En varias ocasiones miró furtivamente en dirección al gigante tostado a quieto acababa de entregar un mensaje.

Doc no le prestaba atención. Entonces se metió por entre dos tiendas de estera y salió del campamento.

Penetró en el bosque por su parte más poblada, adoptando toda suerte de precauciones.

Cada vez que cruzaba un claro se detenía en el lado opuesto un momento para mirar atrás. Ni una sola vez descubrió nada alarmante.

Y sin embargo, era seguido. Doc Savage viajaba por los caminos aéreos del bosque, valiéndose del sostén que le prestaban ramas y lianas entrelazadas.

Su fuerza poderosa, su agilidad sorprendente le facilitaban el paso por un camino peligroso y traicionero.
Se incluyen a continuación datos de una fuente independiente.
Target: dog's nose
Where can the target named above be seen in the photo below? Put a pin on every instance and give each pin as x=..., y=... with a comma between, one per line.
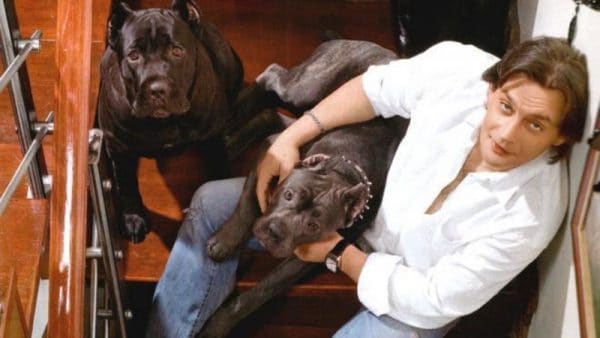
x=158, y=89
x=274, y=232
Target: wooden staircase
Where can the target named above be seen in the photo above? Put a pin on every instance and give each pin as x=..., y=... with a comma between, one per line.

Entretanto el arrugado mensajero había apretado el paso. Por la entrega del mensaje se le había ofrecido una buena recompensa.

EL propio Tom Too le había dicho dónde la hallaría: en el tronco hueco de un árbol del que ya no distaba mucho.

Llegado que hubo junto a él, introdujo la mano en la cavidad abierta y extrajo de ella un paquete pesado y voluminoso.

—¡Abulta como si tuviera muchos pesos dentro! —exclamó gozoso.

Y codiciosamente rasgó su envoltura.

De ella surgió un cárdeno relámpago, un Leviatán de fuego que pareció devorar el cuerpo del oriental y después una columna de humo negro, de la cual salieron disparados, como arrojados por el monstruo, los restos esqueléticos del infortunado amarillo.

El paquete contenía una bomba.

Tom Too había dispuesto las cosas de modo que su mensajero no pudiera guiar a la persona que fuera en su seguimiento al lugar donde estaba escondido.